Returns a redirect response to the remote authorization URL with the signed callback given. The callback must be None in which case the application will most likely switch to PIN based authentication or use a remotely stored callback URL. Alternatively it’s an URL on the system that has to be decorated as authorized_handler().

authorized_handler(f)

Injects additional authorization functionality into the function. The function will be passed the response object as first argument if the request was allowed, or None if access was denied. When the authorized handler is called, the temporary issued tokens are already destroyed.

base_url = None

the base_url all URLs are joined with.

delete(*args, **kwargs)

Sends a DELETE request. Accepts the same parameters as request().

get(*args, **kwargs)

Sends a GET request. Accepts the same parameters as request().

handle_oauth1_response()

Handles an oauth1 authorization response. The return value of this method is forwarded as first argument to the handling view function.

handle_oauth2_response()

Handles an oauth2 authorization response. The return value of this method is forwarded as first argument to the handling view function.

handle_unknown_response()

Called if an unknown response came back from the server. This usually indicates a denied response. The default implementation just returns None.

make_client(token=None)

Creates a new oauth2 Client object with the token attached. Usually you don’t have to do that but use the request() method instead.

post(*args, **kwargs)

Sends a POST request. Accepts the same parameters as request().

put(*args, **kwargs)

Sends a PUT request.

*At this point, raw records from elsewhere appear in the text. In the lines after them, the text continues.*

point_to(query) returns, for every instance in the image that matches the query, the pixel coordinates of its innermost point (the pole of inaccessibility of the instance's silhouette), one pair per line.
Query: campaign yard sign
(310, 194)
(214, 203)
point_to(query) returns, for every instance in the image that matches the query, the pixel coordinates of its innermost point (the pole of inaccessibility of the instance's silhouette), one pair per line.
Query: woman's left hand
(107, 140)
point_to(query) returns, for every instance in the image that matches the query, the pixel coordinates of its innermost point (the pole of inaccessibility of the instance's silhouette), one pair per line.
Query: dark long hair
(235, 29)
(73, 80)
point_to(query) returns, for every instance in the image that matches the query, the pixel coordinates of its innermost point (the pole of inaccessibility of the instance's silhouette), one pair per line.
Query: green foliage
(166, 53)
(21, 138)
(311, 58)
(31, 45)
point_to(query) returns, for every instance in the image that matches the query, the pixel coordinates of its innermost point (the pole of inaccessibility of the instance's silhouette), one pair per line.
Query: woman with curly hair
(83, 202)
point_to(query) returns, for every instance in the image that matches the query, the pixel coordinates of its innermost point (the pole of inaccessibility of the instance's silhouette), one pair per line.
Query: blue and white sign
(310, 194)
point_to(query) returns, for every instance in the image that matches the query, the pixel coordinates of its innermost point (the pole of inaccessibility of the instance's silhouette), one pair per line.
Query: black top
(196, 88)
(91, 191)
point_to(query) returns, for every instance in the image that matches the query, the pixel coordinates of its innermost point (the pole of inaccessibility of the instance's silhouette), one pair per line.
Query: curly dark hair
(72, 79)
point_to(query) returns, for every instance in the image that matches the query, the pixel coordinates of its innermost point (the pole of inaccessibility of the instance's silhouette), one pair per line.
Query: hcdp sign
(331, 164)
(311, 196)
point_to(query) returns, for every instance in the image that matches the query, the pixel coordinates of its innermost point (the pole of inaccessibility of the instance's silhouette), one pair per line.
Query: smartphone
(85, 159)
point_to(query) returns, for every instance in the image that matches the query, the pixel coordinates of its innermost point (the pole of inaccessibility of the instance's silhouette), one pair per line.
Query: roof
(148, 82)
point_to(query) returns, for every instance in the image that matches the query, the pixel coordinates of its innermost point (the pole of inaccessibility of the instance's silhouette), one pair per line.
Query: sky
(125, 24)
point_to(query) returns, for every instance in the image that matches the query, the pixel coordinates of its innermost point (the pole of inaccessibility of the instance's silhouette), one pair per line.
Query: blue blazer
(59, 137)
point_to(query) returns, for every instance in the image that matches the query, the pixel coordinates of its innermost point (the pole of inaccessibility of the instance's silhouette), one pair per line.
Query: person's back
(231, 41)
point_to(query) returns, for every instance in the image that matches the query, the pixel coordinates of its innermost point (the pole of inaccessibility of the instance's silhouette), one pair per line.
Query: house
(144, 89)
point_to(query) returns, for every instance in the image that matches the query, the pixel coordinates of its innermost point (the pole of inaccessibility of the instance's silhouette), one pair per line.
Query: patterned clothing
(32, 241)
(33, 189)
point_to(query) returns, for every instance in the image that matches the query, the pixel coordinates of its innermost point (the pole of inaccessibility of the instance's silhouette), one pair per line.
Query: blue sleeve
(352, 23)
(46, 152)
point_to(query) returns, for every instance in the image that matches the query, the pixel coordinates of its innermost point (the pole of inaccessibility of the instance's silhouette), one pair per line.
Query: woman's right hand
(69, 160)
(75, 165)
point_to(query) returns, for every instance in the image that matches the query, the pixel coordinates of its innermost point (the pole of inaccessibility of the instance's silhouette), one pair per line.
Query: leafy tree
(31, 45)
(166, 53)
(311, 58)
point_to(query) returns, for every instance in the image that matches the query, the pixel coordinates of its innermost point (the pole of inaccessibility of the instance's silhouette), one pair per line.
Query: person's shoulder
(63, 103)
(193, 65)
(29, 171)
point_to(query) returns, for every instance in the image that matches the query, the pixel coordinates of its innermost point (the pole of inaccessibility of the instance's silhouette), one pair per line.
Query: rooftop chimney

Accepts the same parameters as request().

request(url, data='', headers=None, format='urlencoded', method='GET', content_type=None, token=None)

Sends a request to the remote server with OAuth tokens attached. The url is joined with base_url if the URL is relative.

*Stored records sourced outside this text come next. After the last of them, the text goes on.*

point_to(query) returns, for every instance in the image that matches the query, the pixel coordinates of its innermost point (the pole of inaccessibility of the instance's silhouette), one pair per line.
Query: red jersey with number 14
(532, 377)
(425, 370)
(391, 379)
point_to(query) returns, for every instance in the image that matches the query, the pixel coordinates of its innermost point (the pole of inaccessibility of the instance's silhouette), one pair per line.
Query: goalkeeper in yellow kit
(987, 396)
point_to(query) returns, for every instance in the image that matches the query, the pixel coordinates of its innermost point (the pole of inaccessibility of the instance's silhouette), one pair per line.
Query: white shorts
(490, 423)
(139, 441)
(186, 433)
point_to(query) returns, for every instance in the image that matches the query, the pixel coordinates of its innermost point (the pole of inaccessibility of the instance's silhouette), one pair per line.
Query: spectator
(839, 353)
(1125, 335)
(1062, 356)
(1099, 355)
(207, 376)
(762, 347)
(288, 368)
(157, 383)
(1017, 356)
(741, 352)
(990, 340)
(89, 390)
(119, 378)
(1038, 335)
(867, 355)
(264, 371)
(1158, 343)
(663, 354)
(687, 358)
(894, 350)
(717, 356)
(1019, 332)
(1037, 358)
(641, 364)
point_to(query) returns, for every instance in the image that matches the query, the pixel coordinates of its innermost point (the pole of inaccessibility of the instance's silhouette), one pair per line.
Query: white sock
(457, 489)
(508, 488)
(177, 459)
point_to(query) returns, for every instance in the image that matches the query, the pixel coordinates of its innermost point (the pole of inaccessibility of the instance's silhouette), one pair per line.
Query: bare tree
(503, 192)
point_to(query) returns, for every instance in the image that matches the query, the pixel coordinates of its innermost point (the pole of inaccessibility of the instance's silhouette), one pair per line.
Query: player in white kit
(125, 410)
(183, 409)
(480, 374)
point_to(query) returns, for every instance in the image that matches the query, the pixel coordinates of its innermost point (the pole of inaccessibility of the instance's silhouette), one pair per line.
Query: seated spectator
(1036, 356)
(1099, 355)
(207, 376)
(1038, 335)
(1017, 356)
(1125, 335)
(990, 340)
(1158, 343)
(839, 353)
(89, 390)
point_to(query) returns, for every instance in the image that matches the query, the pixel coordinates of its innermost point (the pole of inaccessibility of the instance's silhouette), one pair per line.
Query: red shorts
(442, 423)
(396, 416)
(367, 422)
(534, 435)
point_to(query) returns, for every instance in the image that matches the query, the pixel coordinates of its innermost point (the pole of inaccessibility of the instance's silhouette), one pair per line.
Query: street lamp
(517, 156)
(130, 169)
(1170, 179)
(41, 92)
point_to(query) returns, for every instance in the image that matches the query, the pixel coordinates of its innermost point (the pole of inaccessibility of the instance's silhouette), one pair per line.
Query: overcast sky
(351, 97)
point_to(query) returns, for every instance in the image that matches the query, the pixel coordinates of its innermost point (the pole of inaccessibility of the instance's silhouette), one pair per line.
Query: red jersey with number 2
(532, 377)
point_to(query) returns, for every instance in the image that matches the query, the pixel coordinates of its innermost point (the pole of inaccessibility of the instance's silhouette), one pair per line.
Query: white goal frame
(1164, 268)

New in version 0.12: added the token parameter.

Parameters:
  • url – where to send the request to
  • data – the data to be sent to the server. If the request method is GET the data is appended to the URL as query parameters, otherwise encoded to format if the format is given. If a content_type is provided instead, the data must be a string encoded for the given content type and used as request body.
  • headers – an optional dictionary of headers.
  • format – the format for the data. Can be urlencoded for URL encoded data or json for JSON.
  • method – the HTTP request method to use.
  • content_type – an optional content type. If a content type is provided, the data is passed as it and the format parameter is ignored.
  • token – an optional token to pass to tokengetter. Use this if you want to support sending requests using multiple tokens. If you set this to anything not None, tokengetter_func will receive the given token as an argument, in which case the tokengetter should return the (token, secret) tuple for the given token.
Returns:

an OAuthResponse object.

status_okay(resp)

Given request data, checks if the status is okay.

tokengetter(f)

Registers a function as tokengetter. The tokengetter has to return a tuple of (token, secret) with the user’s token and token secret. If the data is unavailable, the function must return None.

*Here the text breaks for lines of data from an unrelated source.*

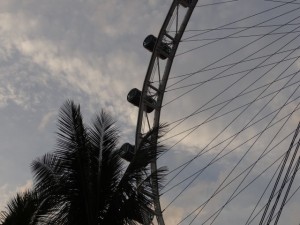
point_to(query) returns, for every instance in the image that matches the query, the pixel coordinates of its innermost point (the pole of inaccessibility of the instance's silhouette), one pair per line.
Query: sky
(91, 51)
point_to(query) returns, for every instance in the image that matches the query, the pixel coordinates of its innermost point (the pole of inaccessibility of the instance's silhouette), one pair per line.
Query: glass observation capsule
(164, 48)
(185, 3)
(134, 97)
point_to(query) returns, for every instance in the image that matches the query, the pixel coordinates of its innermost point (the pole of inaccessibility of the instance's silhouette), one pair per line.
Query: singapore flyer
(227, 88)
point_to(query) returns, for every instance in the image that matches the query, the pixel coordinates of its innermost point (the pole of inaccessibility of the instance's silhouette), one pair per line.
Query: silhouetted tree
(86, 182)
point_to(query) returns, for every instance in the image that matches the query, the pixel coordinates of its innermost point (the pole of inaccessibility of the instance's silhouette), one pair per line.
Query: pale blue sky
(91, 51)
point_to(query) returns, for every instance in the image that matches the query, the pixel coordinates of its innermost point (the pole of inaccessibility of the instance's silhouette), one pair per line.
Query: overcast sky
(91, 51)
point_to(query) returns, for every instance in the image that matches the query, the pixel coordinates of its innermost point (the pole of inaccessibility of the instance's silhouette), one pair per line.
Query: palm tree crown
(85, 181)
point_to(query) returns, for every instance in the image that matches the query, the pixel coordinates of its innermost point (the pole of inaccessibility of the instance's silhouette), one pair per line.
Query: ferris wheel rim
(190, 5)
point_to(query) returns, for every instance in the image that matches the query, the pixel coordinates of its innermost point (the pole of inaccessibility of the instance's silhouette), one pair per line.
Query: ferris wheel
(230, 95)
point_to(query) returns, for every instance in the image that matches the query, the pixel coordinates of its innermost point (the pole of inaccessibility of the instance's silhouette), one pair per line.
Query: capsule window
(164, 48)
(134, 97)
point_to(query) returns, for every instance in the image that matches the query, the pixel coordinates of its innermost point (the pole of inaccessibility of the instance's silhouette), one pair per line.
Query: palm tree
(21, 209)
(85, 181)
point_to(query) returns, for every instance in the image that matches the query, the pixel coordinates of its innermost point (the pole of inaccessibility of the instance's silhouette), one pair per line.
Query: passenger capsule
(164, 48)
(185, 3)
(134, 97)
(127, 152)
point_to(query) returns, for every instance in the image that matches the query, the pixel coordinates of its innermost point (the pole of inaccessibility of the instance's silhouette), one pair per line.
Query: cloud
(7, 192)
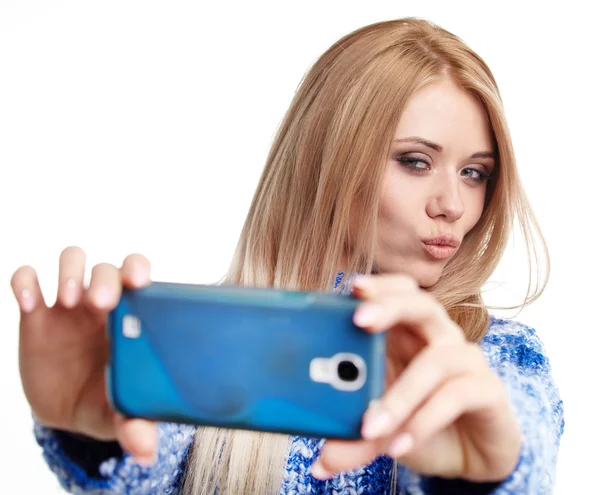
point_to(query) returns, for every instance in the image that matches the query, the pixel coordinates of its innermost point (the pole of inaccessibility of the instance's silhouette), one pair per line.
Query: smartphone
(238, 357)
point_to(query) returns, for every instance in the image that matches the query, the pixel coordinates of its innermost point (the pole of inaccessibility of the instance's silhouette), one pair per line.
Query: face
(435, 182)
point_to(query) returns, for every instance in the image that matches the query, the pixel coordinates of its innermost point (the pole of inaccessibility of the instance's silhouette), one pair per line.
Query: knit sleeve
(87, 466)
(517, 354)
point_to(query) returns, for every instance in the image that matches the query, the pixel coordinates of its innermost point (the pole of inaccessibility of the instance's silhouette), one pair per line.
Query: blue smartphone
(238, 357)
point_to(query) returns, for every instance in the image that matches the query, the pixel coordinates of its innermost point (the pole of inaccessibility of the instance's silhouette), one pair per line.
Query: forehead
(444, 113)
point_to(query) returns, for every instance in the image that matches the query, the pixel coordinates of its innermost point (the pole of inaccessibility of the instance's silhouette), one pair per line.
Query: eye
(413, 164)
(475, 176)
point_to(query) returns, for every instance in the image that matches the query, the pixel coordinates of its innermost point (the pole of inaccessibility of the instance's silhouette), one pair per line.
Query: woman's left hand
(445, 412)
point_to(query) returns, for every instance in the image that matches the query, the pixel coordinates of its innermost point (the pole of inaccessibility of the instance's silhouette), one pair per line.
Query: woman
(394, 160)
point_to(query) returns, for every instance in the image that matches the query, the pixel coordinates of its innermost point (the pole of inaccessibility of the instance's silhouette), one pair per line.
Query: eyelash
(409, 162)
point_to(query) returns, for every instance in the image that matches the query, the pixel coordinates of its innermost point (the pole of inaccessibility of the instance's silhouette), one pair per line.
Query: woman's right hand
(63, 350)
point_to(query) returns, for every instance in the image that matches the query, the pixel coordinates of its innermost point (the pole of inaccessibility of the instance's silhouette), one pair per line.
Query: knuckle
(23, 275)
(72, 251)
(137, 259)
(104, 270)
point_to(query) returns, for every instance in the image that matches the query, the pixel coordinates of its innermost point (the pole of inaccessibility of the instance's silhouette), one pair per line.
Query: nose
(446, 199)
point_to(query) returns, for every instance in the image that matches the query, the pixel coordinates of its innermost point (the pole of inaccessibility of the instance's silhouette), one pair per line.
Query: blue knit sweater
(85, 466)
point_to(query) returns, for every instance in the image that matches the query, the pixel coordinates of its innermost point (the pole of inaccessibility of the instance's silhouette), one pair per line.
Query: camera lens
(347, 371)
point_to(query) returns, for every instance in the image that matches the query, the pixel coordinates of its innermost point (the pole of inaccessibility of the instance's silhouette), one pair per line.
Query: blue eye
(412, 164)
(419, 167)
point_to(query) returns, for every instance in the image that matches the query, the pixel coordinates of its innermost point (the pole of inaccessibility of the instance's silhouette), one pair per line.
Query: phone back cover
(239, 358)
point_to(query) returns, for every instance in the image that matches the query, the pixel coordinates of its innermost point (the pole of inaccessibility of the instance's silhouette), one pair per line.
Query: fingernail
(318, 471)
(401, 445)
(367, 314)
(140, 276)
(102, 297)
(27, 301)
(378, 422)
(71, 293)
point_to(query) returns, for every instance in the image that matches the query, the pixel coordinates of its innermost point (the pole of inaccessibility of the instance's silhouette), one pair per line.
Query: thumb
(342, 455)
(139, 437)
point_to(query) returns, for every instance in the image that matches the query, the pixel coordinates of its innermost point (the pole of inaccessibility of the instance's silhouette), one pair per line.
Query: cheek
(474, 210)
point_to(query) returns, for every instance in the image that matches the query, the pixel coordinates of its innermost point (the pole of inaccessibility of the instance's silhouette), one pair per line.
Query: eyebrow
(439, 148)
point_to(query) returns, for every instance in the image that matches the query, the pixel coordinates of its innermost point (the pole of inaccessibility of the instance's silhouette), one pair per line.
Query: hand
(63, 350)
(445, 412)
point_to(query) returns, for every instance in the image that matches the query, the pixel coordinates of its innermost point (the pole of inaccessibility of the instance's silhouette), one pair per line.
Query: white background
(143, 126)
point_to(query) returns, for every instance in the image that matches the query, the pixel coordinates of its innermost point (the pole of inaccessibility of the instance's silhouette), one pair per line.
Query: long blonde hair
(329, 153)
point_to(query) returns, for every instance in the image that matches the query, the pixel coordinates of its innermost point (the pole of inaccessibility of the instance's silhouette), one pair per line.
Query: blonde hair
(329, 153)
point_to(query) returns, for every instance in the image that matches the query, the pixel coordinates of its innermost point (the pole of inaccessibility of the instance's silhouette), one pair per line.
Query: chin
(426, 275)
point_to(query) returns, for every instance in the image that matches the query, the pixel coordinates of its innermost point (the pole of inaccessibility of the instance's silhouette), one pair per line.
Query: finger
(71, 269)
(337, 456)
(139, 437)
(26, 288)
(419, 311)
(427, 372)
(135, 271)
(466, 394)
(105, 287)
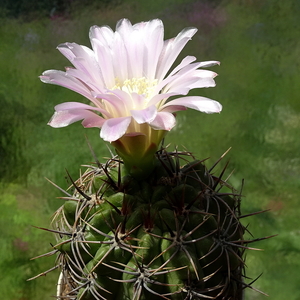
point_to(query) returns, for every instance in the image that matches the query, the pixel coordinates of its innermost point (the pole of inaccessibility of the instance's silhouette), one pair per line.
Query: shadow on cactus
(148, 223)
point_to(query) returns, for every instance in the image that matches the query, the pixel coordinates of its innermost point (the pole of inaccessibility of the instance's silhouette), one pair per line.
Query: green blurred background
(257, 42)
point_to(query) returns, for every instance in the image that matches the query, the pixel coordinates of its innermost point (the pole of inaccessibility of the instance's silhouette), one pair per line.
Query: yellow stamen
(141, 86)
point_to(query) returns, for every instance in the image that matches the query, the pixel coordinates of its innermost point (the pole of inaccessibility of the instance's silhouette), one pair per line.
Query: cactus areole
(147, 223)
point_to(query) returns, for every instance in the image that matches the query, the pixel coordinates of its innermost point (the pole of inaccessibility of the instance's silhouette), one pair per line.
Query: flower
(128, 79)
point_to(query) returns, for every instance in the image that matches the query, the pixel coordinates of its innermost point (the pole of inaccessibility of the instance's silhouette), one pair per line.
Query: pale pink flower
(127, 77)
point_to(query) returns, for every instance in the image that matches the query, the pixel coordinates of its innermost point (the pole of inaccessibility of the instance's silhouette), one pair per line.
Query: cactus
(147, 223)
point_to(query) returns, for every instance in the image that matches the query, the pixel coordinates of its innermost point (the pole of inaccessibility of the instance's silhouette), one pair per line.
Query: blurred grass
(258, 46)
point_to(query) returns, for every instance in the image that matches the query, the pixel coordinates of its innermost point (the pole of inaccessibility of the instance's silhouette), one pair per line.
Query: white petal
(67, 117)
(146, 115)
(171, 50)
(113, 129)
(163, 121)
(195, 102)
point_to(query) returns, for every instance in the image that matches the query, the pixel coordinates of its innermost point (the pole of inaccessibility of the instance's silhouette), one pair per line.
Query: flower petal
(113, 129)
(146, 115)
(171, 50)
(62, 79)
(64, 118)
(163, 121)
(195, 102)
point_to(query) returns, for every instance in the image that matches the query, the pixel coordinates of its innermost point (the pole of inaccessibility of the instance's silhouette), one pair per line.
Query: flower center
(141, 86)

If the token parameter is passed to the request function it’s forwarded to the tokengetter function:

@oauth.tokengetter
def get_token(token='user'):
    if token == 'user':
        return find_the_user_token()
    elif token == 'app':
        return find_the_app_token()
    raise RuntimeError('invalid token')
class flask_oauth.OAuthResponse(resp, content)

Contains the response sent back from an OAuth protected remote application.

data = None

the parsed content from the server

headers = None

a Headers object with the response headers the application sent.

raw_data = None

the raw, unencoded content from the server

status

The status code of the response.

exception flask_oauth.OAuthException(message, type=None, data=None)

Raised if authorization fails for some reason.

data = None

If available, the parsed data from the remote API that can be used to pointpoint the error.

message = None

A helpful error message for debugging

type = None

A unique type for this exception if available.